L’électronique comestible : Quand mangerons-nous la technologie ?


L’électronique comestible, c’est-à-dire les dispositifs qui peuvent être décomposés et digérés, pourrait remplir de nombreuses fonctions utiles à l’intérieur du corps.

Les Américains discutent sans cesse de ce qu’ils doivent manger. Faible en gras, riche en protéines, végétalien, cétogène – mais qu’en est-il de l’électronique ? Depuis le début du 21e siècle, un groupe dévoué de scientifiques, d’ingénieurs et de technologues tente de créer de l’électronique comestible, pas nécessairement pour l’alimentation humaine, mais plutôt à des fins médicales.

Des dispositifs électroniques composés de matériaux digestibles qui se décomposent progressivement dans l’organisme en quelques jours pourraient délivrer avec précision des médicaments dans le corps et mesurer leur absorption. Ils pourraient surveiller les symptômes des troubles gastro-intestinaux et le microbiome intestinal. Ils pourraient permettre aux médecins d’observer à distance la santé interne des patients sans se rendre à l’hôpital, ce qui renforcerait la révolution de la télésanté et permettrait à un plus grand nombre de personnes d’accéder aux soins de santé.

Mais si l’électronique comestible séduit nos appétits technologiques (même si ce n’est pas nécessairement le cas de nos papilles gustatives), elle n’a pas progressé aussi rapidement que certains le souhaiteraient.

“En raison des nombreux défis, les progrès dans ce domaine attrayant semblent relativement lents”, écrit une équipe de chercheurs dans un rapport publié à l’automne 2020 dans la revue Advanced Materials Technologies.

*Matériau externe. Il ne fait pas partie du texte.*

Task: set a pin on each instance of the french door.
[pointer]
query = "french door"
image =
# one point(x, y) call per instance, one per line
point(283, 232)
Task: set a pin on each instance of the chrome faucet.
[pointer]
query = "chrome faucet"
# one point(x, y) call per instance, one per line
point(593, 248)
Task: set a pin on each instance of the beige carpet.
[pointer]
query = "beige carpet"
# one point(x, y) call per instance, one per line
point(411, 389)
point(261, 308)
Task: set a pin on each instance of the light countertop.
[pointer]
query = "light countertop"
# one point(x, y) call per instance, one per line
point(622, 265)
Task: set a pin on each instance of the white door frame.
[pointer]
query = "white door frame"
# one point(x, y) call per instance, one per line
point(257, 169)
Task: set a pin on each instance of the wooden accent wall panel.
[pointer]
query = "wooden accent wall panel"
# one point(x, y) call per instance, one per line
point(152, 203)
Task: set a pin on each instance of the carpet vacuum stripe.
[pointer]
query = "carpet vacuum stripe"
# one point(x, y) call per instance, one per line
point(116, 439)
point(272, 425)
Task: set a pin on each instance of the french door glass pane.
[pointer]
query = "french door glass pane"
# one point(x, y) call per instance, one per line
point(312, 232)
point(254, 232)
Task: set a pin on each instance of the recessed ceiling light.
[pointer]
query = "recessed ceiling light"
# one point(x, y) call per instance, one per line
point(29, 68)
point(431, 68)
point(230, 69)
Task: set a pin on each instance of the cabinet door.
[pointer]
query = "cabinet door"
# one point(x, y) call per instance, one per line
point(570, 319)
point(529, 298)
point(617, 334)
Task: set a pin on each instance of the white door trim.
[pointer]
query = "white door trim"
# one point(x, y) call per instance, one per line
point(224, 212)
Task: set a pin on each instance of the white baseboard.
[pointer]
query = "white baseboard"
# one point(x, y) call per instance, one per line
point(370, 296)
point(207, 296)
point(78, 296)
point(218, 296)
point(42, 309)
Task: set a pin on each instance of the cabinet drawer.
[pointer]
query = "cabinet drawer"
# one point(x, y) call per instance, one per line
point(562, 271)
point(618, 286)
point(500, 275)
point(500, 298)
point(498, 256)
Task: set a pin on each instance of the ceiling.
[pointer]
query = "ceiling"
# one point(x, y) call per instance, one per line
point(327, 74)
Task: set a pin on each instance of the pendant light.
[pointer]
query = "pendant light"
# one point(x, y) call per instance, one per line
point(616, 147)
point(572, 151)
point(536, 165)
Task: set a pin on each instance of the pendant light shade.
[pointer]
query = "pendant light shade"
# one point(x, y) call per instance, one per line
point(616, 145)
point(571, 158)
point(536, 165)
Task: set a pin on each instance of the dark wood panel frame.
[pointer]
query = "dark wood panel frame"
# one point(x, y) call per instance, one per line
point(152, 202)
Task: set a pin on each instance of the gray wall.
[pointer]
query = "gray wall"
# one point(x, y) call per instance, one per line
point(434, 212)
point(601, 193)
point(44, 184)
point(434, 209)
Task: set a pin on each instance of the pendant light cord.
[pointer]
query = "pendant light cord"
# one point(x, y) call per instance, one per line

Parmi ces défis, les matériaux avec lesquels les scientifiques doivent travailler sont les plus importants. Divers éléments que l’on trouve dans l’électronique conventionnelle – comme le manganèse, le magnésium, le silicium et le cuivre – peuvent en fait être consommés en très petites quantités, mais ces limites de sécurité ne laissent pas suffisamment de marge de manœuvre aux scientifiques pour fabriquer des appareils électroniques comestibles avec ces matériaux. Les chercheurs doivent donc faire preuve d’inventivité.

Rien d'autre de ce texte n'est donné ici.